Staring down the dark street, he watched as the lampposts flickered in and out of light. Luminous reflection seeming to be running off an invisible heartbeat. Stuttering. Struggling.
He felt the same. He was tired. He’d run the last two miles and his calf muscles now ached. He’d stopped momentarily to ease the stitch that was spreading in his side. Stabbing needles from Satan’s fingertips.
He saw the traffic had built up on Bower Street, he’d actually heard the car horns and the angry shouts before he saw the rows of taillights snaking away. A great stationary monster of red eyes going nowhere.

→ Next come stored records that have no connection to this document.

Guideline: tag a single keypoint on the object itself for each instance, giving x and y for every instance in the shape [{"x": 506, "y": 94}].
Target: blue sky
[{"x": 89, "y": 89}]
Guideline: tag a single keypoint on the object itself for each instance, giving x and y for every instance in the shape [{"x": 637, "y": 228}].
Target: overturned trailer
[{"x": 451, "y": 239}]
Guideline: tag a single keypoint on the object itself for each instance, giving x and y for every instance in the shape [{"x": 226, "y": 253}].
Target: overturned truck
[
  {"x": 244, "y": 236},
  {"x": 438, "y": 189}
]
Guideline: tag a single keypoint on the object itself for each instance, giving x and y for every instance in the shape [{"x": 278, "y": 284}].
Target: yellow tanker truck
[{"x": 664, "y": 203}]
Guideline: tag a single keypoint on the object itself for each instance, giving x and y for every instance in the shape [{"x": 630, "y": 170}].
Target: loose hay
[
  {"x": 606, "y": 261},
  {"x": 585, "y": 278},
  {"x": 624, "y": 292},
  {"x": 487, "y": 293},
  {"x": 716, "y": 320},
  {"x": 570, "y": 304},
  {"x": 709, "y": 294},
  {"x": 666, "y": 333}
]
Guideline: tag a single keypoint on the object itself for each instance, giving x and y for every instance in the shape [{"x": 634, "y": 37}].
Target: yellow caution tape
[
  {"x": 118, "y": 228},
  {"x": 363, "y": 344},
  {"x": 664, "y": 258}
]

Turning left he hurried away from the angry voices and quickly checked the time. 20.45. It had taken longer than he’d expected. The transport had imploded on itself and the city was heaving in unpreparedness that night. He felt the sweat on his forehead, the stingy sizzle of desperation and determination. A light rain now flecked onto his skin as he passed by houses. The glow of life inside reminded him what he was doing this for. The eyes of the buildings glowed with little tears from the rain, happy that people were inside. All together for the first time in years.

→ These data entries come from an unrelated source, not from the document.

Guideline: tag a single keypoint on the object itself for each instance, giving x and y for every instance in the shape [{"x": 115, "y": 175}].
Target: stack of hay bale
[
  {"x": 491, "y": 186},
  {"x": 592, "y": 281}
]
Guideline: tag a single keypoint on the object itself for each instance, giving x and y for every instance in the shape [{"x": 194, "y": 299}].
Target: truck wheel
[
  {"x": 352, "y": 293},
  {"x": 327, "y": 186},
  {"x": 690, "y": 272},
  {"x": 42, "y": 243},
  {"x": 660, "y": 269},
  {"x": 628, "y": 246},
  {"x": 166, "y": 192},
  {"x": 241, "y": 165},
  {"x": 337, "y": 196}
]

He sprinted, tripped and surged on. Finally getting to the door five minutes later. Too little, too late?
Better late than never he supposed, rapping frantically on the door.
The door swung open hastily. The smell of candles and coffee greeted him along with the flood of a welcoming light and a relieved smile.
“Thank god.” They said to him, as he collapsed into their arms.
Tears, sweat and rain ran unabashed down his cheeks. His heart, which had threated to give up on him, pulsed to a different beat. The feeling he got whenever he saw them. The tingly skin sensation that tickled around his ears and neck. He smelled them, hugged them. Taking these new feelings deep within himself.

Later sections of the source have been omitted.